Robert Muponde of the Postgraduate Affairs Department at the University of the Witwatersrand is examining the language of lockdown and practices adopted as resistance to enduring forms of repression in Zimbabwe.

“In Zimbabwe lockdown has been about the continuation of the cycle of violence from the colonial times up to the present day,’ he said.  “We have experienced ongoing lockdowns imposed on the economy and social life by the ruling junta, but this current one is ‘legitimised’ because it’s considered to be following World Health Organization guidelines which are observed in the rest of the world. Human rights abuses have been intensified ostensibly to enforce observance of the health emergency.”

But he pointed to the futility of closing borders and imposing curfews – because ideas, information, activism and social media continued to flow through other means.

He highlighted the novel This Mournable Body by Tsitsi Dangarembga which has been shortlisted for the 2020 Booker Prize and is a depiction of the challenges facing women in Zimbabwe. He explained how the novel has transitioned in this period from a one-voice protest to represent the ideas of the Zimbabwe Lives Matter movement via the arrest of the author and the resulting massive global, social-media campaign.
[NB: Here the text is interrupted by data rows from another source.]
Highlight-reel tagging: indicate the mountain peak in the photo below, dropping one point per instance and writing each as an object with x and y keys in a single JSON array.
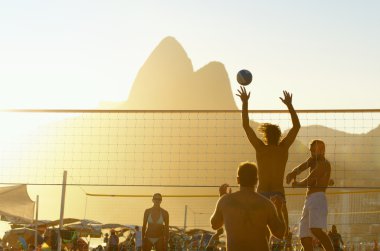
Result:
[{"x": 167, "y": 81}]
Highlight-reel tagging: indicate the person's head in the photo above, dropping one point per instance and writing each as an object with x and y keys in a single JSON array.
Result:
[
  {"x": 247, "y": 174},
  {"x": 317, "y": 148},
  {"x": 271, "y": 133},
  {"x": 157, "y": 199},
  {"x": 220, "y": 231}
]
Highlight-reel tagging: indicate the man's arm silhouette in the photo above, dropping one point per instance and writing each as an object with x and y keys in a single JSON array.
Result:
[{"x": 252, "y": 137}]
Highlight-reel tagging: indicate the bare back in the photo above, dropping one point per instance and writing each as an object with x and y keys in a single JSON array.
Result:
[
  {"x": 321, "y": 170},
  {"x": 246, "y": 216},
  {"x": 271, "y": 162}
]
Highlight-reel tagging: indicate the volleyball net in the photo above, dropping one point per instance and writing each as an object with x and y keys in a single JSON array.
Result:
[{"x": 118, "y": 157}]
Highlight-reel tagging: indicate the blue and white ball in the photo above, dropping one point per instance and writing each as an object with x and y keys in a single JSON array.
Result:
[{"x": 244, "y": 77}]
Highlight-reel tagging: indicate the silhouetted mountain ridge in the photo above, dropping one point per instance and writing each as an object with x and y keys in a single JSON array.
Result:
[{"x": 167, "y": 81}]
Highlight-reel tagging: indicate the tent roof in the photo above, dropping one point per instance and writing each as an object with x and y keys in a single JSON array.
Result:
[{"x": 16, "y": 205}]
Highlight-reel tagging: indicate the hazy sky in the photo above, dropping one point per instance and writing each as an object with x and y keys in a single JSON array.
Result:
[{"x": 74, "y": 54}]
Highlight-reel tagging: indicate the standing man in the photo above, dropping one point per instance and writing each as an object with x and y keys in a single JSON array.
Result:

“Dangarembga appeared as a lone voice of reason in a world awash with brutality and violence,” he said. “The text speaks to a new order of consciousness as a new world order shapes up. The ‘Mournable Body’ is now the nation of Zimbabwe. This probably wouldn’t have happened without lockdown. The novel calls global attention to the attrition of human dignity and the attenuation of positive human expression in a country that has violently squandered its people’s hope.”

“I believe being locked in and facing a contagion offers a gateway to new global consciousness.”